Het belang van strafvordering verzet zich tegen teruggave indien het veiligstellen van de belangen waarvoor artikel 94 Sv de inbeslagneming toelaat, het voortduren van het beslag nodig maakt.
In het onderhavig geval is sprake van een voorwerp dat volgens het Openbaar Ministerie dient om de waarheid aan de dag te brengen dan wel dient als boetebeslag.
Gelet op het feit dat slechts beslag op grond van artikel 94 Sv is gelegd, en geen conservatoir beslag ex artikel 94a Sv, kan het beslag niet dienen als boetebeslag, zodat de rechtbank slechts dient te beoordelen de noodzakelijkheid van de voortduring van het beslag in het kader van de waarheidsvinding.
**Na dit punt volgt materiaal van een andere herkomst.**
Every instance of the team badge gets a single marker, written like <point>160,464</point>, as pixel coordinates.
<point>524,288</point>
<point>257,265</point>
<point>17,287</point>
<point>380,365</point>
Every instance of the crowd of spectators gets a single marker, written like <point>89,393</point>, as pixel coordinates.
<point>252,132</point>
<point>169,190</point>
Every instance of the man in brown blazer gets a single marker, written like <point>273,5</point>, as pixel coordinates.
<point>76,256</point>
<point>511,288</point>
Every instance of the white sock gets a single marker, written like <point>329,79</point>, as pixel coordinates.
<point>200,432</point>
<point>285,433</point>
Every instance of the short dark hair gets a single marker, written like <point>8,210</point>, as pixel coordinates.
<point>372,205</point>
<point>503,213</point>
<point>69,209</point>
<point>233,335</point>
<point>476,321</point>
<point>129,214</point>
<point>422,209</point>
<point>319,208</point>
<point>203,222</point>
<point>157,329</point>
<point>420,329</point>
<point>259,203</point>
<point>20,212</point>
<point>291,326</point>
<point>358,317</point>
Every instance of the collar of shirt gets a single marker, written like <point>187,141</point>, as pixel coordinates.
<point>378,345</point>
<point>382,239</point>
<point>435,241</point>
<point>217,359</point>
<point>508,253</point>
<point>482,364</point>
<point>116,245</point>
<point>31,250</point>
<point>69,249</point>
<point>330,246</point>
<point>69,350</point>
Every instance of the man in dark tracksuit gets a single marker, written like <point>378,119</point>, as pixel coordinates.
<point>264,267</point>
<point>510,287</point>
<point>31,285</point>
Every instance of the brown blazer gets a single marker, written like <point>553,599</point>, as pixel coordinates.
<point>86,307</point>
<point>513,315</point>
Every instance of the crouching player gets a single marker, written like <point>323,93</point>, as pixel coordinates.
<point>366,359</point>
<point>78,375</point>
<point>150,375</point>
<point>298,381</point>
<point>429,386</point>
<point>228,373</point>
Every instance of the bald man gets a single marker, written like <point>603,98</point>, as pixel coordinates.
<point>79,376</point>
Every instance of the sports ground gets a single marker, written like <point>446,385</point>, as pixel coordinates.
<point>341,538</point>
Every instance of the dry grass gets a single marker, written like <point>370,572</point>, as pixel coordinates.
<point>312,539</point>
Op grond van de zich thans in het dossier bevindende stukken en het verhandelde in raadkamer is de rechtbank van oordeel dat niet langer kan worden geoordeeld dat voortduring van het beslag in het kader van de waarheidsvinding (al dan niet met het doel wederrechtelijk verkregen voordeel aan te tonen) noodzakelijk is dan wel dat deze grondslag nog voortduurt. Dit geldt te meer nu in raadkamer weliswaar door de officier van justitie is aangevoerd dat het onderzoek nog gaande is, maar dat niet kon worden aangegeven of en op welke wijze voortduring van het beslag de waarheidsvinding nog dient.
De rechtbank is dan ook van oordeel dat bij het ontbreken van strafvorderlijk belang het beslag dient te worden opgeheven.
De rechtbank is voorts van oordeel dat klaagster en niet iemand anders redelijkerwijs als rechthebbende ten aanzien van dat voorwerp moet worden beschouwd. Zij zal dan ook gelasten dat het voorwerp aan klaagster dient te worden teruggegeven.

De beslissing

De rechtbank komt tot de volgende beslissing.
De rechtbank verklaart het beklag
gegronden gelast de teruggave aan klaagster van de personenauto, merk Audi A1, voorzien van kenteken [kenteken] .
Deze beslissing is gegeven door
mr. C.M. Degenaar, rechter,
in tegenwoordigheid van mr. M.H. Ettema, griffier,
en in het openbaar uitgesproken op 1 augustus 2019.
Tegen de beslissing van deze rechtbank staat voor klager beroep in cassatie bij de Hoge Raad open,
in te stellen bij de griffie van deze rechtbank,
binnen veertien (14) dagen na betekening van deze beschikking.